声のした方を見ると、鉄塔の上部に設けられた踊り場に一人の少女が立っている。
明るい栗色のロングヘアーに真琴と同じ御代高校の制服を着ていた。
少女は意思の強そうな榛色の瞳で真琴を見つめていた。
『何故、こんな所にわたしと同じ高校の子が!?』という疑問より、鉄塔の人影が気になった真琴は疑問を口にした。

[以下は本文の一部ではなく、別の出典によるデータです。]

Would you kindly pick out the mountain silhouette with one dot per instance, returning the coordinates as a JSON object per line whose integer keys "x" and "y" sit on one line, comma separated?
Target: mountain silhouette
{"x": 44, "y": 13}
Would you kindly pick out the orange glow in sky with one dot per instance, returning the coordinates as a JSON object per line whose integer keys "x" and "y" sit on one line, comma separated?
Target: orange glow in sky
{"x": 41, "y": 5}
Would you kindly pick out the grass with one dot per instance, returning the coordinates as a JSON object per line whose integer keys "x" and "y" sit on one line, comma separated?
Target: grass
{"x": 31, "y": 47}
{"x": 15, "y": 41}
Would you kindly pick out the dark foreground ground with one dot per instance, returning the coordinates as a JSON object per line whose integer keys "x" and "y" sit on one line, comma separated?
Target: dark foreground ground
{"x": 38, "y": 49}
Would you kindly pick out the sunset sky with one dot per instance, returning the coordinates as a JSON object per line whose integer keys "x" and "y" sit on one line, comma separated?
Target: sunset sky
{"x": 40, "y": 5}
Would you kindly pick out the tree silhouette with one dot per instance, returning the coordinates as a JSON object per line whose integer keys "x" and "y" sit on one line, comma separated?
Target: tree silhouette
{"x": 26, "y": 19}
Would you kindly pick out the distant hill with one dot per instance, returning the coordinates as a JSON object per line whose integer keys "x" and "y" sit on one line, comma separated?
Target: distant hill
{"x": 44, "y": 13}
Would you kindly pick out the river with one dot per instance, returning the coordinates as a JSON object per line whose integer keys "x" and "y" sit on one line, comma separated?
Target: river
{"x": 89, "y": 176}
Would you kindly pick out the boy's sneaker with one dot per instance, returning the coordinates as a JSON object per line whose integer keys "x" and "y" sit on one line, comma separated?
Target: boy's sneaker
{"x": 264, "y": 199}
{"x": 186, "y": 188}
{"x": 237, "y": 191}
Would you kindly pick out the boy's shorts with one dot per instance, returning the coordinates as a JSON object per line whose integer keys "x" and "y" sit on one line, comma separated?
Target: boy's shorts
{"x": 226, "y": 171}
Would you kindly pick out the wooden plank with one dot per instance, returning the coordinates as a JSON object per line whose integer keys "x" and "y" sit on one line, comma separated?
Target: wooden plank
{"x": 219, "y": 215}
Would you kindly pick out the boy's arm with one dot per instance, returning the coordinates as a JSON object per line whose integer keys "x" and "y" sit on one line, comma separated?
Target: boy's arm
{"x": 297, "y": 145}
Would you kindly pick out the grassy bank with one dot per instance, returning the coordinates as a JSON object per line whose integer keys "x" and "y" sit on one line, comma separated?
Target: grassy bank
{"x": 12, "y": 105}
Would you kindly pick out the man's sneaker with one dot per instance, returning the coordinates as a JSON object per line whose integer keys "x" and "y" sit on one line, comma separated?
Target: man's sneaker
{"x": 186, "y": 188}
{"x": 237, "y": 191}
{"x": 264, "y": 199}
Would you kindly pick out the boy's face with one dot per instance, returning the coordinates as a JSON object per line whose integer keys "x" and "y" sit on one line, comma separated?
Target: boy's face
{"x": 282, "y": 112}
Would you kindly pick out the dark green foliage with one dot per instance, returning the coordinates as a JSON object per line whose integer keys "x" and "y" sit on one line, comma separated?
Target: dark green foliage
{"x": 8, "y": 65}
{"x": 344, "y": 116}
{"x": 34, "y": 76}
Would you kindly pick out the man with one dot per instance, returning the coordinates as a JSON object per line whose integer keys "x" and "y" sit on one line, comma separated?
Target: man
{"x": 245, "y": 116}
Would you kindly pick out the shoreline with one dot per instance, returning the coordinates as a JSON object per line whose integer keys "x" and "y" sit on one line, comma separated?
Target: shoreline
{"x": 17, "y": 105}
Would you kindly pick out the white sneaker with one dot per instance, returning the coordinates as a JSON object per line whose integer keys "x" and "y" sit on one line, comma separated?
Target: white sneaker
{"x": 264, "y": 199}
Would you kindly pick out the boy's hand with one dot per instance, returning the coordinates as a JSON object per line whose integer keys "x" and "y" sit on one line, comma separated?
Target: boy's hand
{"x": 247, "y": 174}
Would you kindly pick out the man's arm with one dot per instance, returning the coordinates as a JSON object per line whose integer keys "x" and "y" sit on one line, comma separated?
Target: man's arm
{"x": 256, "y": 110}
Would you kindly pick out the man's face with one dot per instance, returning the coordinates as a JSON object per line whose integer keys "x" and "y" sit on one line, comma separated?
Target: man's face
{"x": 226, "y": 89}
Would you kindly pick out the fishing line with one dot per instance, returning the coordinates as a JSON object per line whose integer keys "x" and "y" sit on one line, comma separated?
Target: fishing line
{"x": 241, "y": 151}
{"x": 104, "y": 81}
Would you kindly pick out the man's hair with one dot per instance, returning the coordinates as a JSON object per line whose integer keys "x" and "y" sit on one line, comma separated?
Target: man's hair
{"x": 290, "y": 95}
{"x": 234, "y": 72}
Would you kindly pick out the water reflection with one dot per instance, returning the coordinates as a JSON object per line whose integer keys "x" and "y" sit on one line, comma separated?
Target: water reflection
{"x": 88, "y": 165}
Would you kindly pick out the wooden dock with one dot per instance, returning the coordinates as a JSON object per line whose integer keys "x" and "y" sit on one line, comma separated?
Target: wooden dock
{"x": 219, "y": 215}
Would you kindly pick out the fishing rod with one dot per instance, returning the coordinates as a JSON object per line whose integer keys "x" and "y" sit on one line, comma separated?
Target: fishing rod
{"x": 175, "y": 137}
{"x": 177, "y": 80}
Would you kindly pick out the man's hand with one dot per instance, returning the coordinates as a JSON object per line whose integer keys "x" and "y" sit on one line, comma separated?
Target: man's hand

「さっきまで鉄塔の最上部に人がいて……。慌てて駆け付けたんだ……」
「ああ……。ソレはわたくしよ。夜の街を観察していたの」
「か、観察って……」
事も無げに言ってのける少女に真琴は言葉を失った。
どうやって鉄塔に登り、こんな短時間でどうやって降りて来たのだろうか?
ただ……。
驚き、呆れる中で真琴はこの目の前の少女が『アリオ・トーマ・クルス』だという予感を感じていた。
「今、そちらへ行くわ」
そう言うと、アリオは踊り場から身を乗り出して飛び降りた。
ふわり。
高所から真琴の眼前へと柔らかく着地するアリオ。
身のこなし方から、アリオが抜群の運動神経を有しているとわかる。
アリオはしげしげと真琴を見つめた。
「あなた……御代高校の制服を着ているところを見ると、同級生かしら? わたくしはアリオ・トーマ・クルス」
「あ、わたしは真琴。片桐真琴」
「へえ……あなたが?」
意外そうに言うアリオは真琴を知っている様子だった。
「零から名前は聞いているわ。よろしく、真琴」
「よ、よろしく」
「こんな所で自己紹介するなんて、変な感じね」
アリオは自分が起こした騒ぎなど、まるで意に介していない。
「アリオ、笑ってる場合じゃないよ。駅でも大騒ぎになってたんだ。警備の人に見つかったら補導されちゃうよ」
「それもそうね」
そう言うと、アリオは線路脇に設置された扉に手をかけた。
普段は施錠されているであろう重々しい鉄柵の扉が音もなく開く。
「行きましょう、真琴」
アリオは真琴を促すと、扉の先へと姿を消した。慌てて真琴もアリオに続く。
扉をくぐると、すぐに緊急時の非常階段があった。
一番下まで降りると、そこは高架線の真下だった。
人気のない寂し気な遊歩道が線路に沿って延々と続いている。
「この歩道を戻れば駅に戻れるわ」
アリオの指さす方向を見ると、遠く駅の明かりが見える。
帰路を指し示すとアリオは駅と反対方向へと歩き始めた。
「ちょ、ちょっと待ってよ!!」
声に反応してアリオの足が止まった。
「アリオは……どうするの?」
「どうするって……。帰宅するわ」
「こんな時間に人気の無い場所を歩いてたら危ないよ」
「危ない? このわたくしが?」
アリオは小気味良いとばかりに笑った。
「ご忠告、有難う。感謝致しますわ。でも、心配なさらなくて結構よ」
心配などまるで無用とばかりの言い草だった。
アリオは再び歩き始めた。
「だから待って!!」
「……まだ何かご用?」
「わたしも……途中までアリオと一緒に帰るよ」
「……」
真琴は異国からやって来たという貴族令嬢を心配していた。それこそ、『エリオット』が追いかけている連続少女誘拐事件だって起きているのだ。自分はアリオを送り届けた後、迎えの車を寄越してもらえば良い。
真琴の申し出にアリオは感心した様子だった。
「エスコートしてくださるなんて、片桐商事のお嬢様は紳士的ですのね」
「……女だけどね」
「そうでしたわね」
クスクスと笑うと、アリオは再び歩き始めた。真琴もアリオに並んで歩く。
考えてみれば、誰かと一緒に帰る事は真琴にとって初めての事だった。
友人の居ない真琴は誰かと一緒に登下校をした事が無い。
雅と共に登下校が出来たならどれほど楽しいだろう。と、考えた事はあるが、それは絶対に叶わない夢だ。
計らずもアリオを送り届ける事になったが、真琴は新鮮な気持ちになり、少し嬉しかった。
ただ……。
初めての経験に緊張し、何を話して良いのか全く見当がつかない。